Ideal data structure with fast lookup, fast update and easy comparison/sorting

Question

I am looking for a good data structure to contain a list of tuples with (hash, timestamp) values. Basically, I want to use it in the following way:

• Data comes in, check to see if it's already present in the data structure (hash equality, not timestamp).
• If it is, update the timestamp to "now"
• If not, add it to the set with timestamp "now"

Periodically, I wish to remove and return a list of tuples that older than a specific timestamp (I need to update various other elements when they 'expire'). Timestamp does not have to be anything specific (it can be a unix timestamp, a python datetime object, or some other easy-to-compare hash/string).
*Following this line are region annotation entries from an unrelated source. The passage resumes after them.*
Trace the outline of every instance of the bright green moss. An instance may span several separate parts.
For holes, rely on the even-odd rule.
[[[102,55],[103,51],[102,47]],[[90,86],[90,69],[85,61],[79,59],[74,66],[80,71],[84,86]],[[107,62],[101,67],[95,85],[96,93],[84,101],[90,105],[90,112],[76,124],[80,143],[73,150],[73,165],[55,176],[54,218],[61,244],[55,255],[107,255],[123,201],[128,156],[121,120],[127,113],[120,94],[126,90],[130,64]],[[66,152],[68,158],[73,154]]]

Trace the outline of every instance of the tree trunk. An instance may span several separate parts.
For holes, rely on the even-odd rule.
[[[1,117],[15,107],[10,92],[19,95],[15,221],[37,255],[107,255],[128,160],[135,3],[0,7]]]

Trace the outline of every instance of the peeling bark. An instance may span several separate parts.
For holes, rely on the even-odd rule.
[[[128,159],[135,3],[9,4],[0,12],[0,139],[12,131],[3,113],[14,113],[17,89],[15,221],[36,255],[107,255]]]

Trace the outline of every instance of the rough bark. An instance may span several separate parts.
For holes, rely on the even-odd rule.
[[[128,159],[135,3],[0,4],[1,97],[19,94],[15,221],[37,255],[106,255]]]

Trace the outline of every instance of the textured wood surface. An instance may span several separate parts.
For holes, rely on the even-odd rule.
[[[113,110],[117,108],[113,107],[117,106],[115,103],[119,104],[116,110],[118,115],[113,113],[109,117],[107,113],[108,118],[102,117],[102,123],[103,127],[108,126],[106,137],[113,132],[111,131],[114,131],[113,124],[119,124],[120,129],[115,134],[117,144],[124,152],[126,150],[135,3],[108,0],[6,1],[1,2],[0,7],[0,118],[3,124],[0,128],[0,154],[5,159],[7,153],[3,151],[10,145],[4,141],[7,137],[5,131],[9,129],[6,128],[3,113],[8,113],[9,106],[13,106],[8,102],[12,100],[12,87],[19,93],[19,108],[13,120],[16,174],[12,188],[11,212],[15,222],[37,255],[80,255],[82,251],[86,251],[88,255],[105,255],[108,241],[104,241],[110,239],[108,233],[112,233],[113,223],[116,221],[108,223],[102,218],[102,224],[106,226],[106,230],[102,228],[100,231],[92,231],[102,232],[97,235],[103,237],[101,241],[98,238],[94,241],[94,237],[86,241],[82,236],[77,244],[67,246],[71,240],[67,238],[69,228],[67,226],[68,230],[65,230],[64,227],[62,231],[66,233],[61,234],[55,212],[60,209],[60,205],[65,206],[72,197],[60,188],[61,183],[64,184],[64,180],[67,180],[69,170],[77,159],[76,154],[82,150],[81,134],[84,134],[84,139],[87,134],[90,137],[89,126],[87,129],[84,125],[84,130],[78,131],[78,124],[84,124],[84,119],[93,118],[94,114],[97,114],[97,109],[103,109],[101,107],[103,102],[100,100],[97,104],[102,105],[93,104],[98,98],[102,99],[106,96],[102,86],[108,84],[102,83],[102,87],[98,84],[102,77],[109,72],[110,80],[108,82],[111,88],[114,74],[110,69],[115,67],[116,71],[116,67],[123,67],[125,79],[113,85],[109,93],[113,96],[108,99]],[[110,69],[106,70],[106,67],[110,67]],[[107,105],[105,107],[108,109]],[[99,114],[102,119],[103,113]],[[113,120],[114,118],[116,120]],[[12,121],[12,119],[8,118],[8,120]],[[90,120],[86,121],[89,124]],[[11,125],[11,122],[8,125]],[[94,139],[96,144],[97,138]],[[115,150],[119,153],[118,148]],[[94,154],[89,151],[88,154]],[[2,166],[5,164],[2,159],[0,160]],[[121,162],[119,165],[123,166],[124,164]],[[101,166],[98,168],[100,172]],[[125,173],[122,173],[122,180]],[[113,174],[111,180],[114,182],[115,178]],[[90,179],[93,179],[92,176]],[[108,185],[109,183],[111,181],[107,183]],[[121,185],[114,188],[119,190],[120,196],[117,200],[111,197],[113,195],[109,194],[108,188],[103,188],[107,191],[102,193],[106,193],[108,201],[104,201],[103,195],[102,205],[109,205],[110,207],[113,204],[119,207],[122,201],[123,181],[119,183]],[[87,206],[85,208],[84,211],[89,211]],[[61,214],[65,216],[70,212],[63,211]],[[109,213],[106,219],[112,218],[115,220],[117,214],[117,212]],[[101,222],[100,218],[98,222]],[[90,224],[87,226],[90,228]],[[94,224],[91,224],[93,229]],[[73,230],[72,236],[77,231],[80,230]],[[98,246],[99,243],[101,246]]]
I am using this to receive incoming data, update it if it's already present and purge data older than X seconds/minutes.

Multiple data structures can be a valid suggestion as well (I originally went with a priority queue + set, but a priority queue is less-than-optimal for constantly updating values).

Other approaches to achieve the same thing are welcome as well. The end goal is to track when elements are a) new to the system, b) exist in the system already and c) when they expire.

Answer 1

A simple hashtable or dictionary will be O(1) for the check/update/set operations. You could simultaneously store the data in a simple time-ordered list where for the purge operations. Keep a head and tail pointer, so that insert is also O(1) and removal is as simple as advancing the head until it reaches the target time and removing all the entries you find from the hash.

The overhead is one extra pointer per stored data item, and the code is dead simple:

insert(key,time,data):
  existing = MyDictionary.find(key)
  if existing:  
      existing.mark()
  node = MyNodeType(data,time)  #simple container holding args + 'next' pointer
  node.next = NULL
  MyDictionary.insert(key,node)
  Tail.next = node
  if Head is NULL:  Head = node

clean(olderThan):
  while Head.time < olderThan:
    n = Head.next 
    if not Head.isMarked():  
        MyDictionary.remove(Head.key)
    #else it was already overwritten
    if Head == Tail: Tail = n
    Head = n

Answer 2

Unless I'm misreading your question, a plain old dict should be ideal for everything except the purging. Assuming you are trying to avoid having to inspect the entire dictionary during purging, I would suggest keeping around a second data structure to hold (timestamp, hash) pairs.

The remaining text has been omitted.